Foodbank usage keeps going up – when breaking records is nothing to celebrate

More food parcels expected to be given out this winter than ever before

Hastings’ leading food bank has just had its busiest October on record, with a sharp increase in those being referred for emergency food aid.

Natalie Williams, community engagement manager at King’s Church, where the food bank is based, says demand is: “… going up and up.”

The record October is just part of an upward trend and follows a record August and September: “We’re worried about this winter,” she said. “If the trend of the past few months continues, we’ll see about a 15 per cent increase this winter.

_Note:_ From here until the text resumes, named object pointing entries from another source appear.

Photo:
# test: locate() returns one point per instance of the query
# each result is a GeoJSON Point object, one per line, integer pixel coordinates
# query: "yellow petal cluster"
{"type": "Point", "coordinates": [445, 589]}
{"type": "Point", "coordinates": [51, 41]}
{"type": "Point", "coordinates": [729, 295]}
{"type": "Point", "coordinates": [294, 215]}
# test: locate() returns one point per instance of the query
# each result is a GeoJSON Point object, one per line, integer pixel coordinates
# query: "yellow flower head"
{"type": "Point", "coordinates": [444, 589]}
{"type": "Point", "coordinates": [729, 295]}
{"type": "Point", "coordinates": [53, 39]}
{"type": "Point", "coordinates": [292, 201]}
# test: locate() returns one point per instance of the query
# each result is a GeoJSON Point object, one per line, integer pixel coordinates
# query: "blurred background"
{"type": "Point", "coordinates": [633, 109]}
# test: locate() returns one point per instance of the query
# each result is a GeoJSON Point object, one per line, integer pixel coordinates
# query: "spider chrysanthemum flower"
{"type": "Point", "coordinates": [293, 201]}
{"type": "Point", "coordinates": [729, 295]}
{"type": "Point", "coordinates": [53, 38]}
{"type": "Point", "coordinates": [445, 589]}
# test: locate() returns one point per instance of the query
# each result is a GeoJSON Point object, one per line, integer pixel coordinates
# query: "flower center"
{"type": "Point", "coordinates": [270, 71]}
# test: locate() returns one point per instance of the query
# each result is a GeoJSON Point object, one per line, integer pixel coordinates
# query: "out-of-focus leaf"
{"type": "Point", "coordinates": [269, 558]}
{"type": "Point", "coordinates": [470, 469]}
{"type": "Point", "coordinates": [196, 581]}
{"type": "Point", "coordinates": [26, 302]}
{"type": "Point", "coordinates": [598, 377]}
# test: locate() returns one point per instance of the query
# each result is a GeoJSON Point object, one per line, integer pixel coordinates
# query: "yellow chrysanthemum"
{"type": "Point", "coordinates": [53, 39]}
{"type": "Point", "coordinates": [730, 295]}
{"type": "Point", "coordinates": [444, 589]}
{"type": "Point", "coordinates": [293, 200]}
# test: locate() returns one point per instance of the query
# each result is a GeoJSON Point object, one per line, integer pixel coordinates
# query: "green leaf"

“The main reasons people come to us are things like benefit changes, benefit delays and the five-week wait for Universal Credit.

“But what’s also happening now is that we’re seeing a massive increase in people being referred who are on low income. So what that tells us is that actually there are lots of people now who are living in perpetual crisis, rather than just having an acute crisis when something happens.”

Ms Williams stressed, though, that agencies would still be able to refer people to the food bank and the food would come in, thanks to Hastings peoples’ ‘great community spirit’ but adds: “We’d rather we weren’t necessary.”

Hastings is one of the biggest food banks in the country – it gives out a tonne of food a week. Nationally the picture is the same. Food banks throughout the UK had their busiest six months up to September, with more than 820,000 emergency food parcels given out, reports the Trussell Trust charity.

During the six months, 823,145 three-day emergency food parcels were given out at the Trust’s foodbanks to people in crisis in the UK. More than a third of these, just over 300,000, went to children. That represents a 23 per cent increase on the same period in 2018 – the sharpest rate of increase the charity has seen for the past five years.

Screenshot 2019-11-23 15.42.46
From the foodbank’s website, go to https://hastings.foodbank.org.uk/

The new figures come just a week after the Trussell Trust released State of Hunger, the most in-depth study ever published into hunger and the drivers of food bank use in the UK. The research revealed:

  • The average weekly income of households at food banks is only £50 after paying rent
  • One in five have no money coming in at all in the month before being referred for emergency food
  • 94 per cent of people at food banks are destitute

In next month’s General Election the Trussell Trust is calling for politicians of all parties to pledge to protect people from hunger by ensuring everyone has enough money for the basics.

It wants to see the ending of the five-week wait for Universal Credit; benefit payments to cover the cost of living and investment in local emergency support for people in crisis.

Labour parliamentary candidate for Hastings and Rye, Peter Chowney, said:  “The early roll-out of Universal Credit in Hastings and benefit sanctions have led to extreme hardship and increased levels of homelessness.

“Benefits should help people find fulfilling jobs, not punish them, and not force them to focus solely on how they’re going to find the next meal for their children.

“I firmly believe that treating people fairly when they fall on hard times will help them get back on their feet. As MP, I would fight to ensure that everyone in the constituency could live with dignity and comfort, whatever their financial circumstances.”

Labour has pledged to scrap Universal Credit, creating a new social security system that it says would lift people out of poverty and add £2 billion additional funding for benefits

The party would end the benefits cap, scrap the so-called bedroom tax and end benefit sanctions

Back at Hastings foodbank Ms Williams says: “We don’t think anyone in our community should have to face going hungry. That’s why we provide three days’ nutritionally balanced emergency food and support to local people who are referred to us in crisis.”

Earlier this year, to mark the seventh anniversary of its opening, Hastings Foodbank featured in The Huffington Post Usually at the time Ms Williams said: “…anniversaries are something we celebrate, but today we certainly won’t be eating any cake or popping open champagne… . The fact that our foodbank opened seven years ago today upsets us. We wish we had never been needed. It’s shocking that we were, and it’s shocking that we still are. If we were blowing out candles today, we’d be wishing for a time when we could close our doors because no one needs our help any more.”

The Liberal Democrats Nick Perry who hopes to be Hastings’ MP after the election says: “There is every reason to be grateful to our foodbank for their work and as the staff themselves say, upset that they are needed at all.

“Amber Rudd and her Conservative colleagues have presided over a huge failure at the Department for Work and Pensions and the delays and unfair reviews have caused untold hardship in our constituency.

“But what was Peter Chowney doing as Leader of the borough council when Universal Credit was being piloted here? Why was he not jumping up and down on a national stage about this issue? Why should we think he would be any more effective as our new MP?’